Aguas Calientes, Peru
This is really just a city that completely depends on tourism. Everything is marketed for tourists, and the sales people know all kinds of languages! I’m Asian, and they tried talking to me in Japanese, Korean, Chinese, and of course English. I was very impressed, they were very multi-lingual. When we checked into our hotel, “Machu Picchu Green Nature.” When we got there, we attempted to get a refund for one the nights booked and explained that we called and e-mailed with no response. The lady at the desk couldn’t help us. But we were able to negotiate. Since there were two of us; and we booked one room for two nights; and we would only be staying one night; she let us each have our own room for one night. She even let us select which room/floor we wanted. I selected the top floor, the 4th floor. This of course is before I realized they did not have an elevator. I hiked up to the 4th floor while my friend only had to walk up to the 2nd floor. We ate at several places around town. None of the food was that great. I think it’s only because people are in town for one day, it doesn’t really matter what they’re served since they’re unlikely to return. Prices for things also seemed to be marked up. Cusco is a much better place to stay so plan accordingly!

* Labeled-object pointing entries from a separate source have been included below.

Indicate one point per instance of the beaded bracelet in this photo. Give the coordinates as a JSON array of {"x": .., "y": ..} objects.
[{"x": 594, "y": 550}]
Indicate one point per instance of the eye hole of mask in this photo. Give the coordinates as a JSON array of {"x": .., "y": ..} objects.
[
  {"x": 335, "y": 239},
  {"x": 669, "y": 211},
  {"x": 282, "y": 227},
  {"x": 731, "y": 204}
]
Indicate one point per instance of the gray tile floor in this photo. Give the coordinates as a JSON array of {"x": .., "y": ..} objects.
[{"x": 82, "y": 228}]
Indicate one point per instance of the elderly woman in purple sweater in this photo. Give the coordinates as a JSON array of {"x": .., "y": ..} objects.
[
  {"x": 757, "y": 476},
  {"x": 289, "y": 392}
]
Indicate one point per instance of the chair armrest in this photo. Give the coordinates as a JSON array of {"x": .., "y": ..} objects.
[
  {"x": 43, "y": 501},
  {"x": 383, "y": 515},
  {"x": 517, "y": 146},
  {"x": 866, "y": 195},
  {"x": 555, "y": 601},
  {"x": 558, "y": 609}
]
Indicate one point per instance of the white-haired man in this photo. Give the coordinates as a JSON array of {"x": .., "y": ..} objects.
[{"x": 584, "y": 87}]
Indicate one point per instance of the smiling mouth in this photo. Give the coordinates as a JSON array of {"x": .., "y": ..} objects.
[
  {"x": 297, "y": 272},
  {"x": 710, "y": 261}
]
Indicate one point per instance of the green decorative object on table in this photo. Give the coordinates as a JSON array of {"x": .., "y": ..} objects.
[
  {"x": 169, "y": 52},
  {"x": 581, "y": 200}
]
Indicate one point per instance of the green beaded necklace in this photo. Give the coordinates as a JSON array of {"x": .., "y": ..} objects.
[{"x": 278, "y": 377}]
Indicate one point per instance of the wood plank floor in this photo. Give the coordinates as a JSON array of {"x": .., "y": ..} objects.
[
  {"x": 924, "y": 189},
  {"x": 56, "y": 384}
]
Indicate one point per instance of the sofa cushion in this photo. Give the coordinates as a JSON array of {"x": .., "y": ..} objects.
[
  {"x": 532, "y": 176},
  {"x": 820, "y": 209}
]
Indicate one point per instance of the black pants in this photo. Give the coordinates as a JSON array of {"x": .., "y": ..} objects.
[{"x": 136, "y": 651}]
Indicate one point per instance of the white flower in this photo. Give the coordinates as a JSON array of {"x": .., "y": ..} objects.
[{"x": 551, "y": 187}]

The next morning, it was time to see Machu. There were two things that we had to do. One, we had to buy tickets from the official government office in town since we didn’t do this online or through a travel agent. There are a limited amount of tickets available, but we took a gamble since we went during the slow season (October 2012). Luckily there was a surplus of tickets. But tickets were sold out for Huayna Picchu, which was a more restricted side of Machu Picchu. Those are limited to 200 per day. You will need to have your passport with you to purchase the ticket. We got our tickets and then went to look for the bus tickets kiosk.
We found the ticket kiosk which happened to be placed along the river in the middle of town, by the middle bridge. Very centrally located. We picked up tickets for a round-trip bus ride which was less than $20USD and then queued up for the bus.
TIP: Be sure to bring your passport to Machu Picchu!
Luckily we had our passports, but no one told us we would need them. Once you get to the entrance of Machu Picchu, you need to go through a gate where they check your passport and your entrance ticket. Once your past that gate, your free to roam around Machu Picchu.
Overall experience in Peru, everyone is really nice. Of course there are always a few people trying to rip you off here and there, but those people are everywhere in the world. I really enjoyed Peru. People were friendly and very easy going. I absolutely recommend a trip there!
On the train ride back from Aguas Calientes to Ollantaytambo, we got to ride in the VistaDome car. The seats were a little better/roomier and there was a show. After we departed Aguas Calientes, there was a “traditional” dance by some demon on board with a story explaining the situation. This was then followed by a fashion show. The clothes in the fashion show were of course for sale.
We had no hotel booked in Lima for the next night, I ended up booking something immediately and scheduled for an airport pickup to avoid the hassle of finding a taxi driver. The price was about the same as what a taxi driver would have charged, 40SOL. I really liked this part since this was the first time I arrived at an airport and there was a driver waiting for me holding a sign with my name 🙂
Killing a day in Lima
When we got back to Lima, we had an entire day to kill with no plans. Pretty much we just went to three malls, watched a movie, played pool, went to a video game arcade and ended the day with a trip to the water fountains.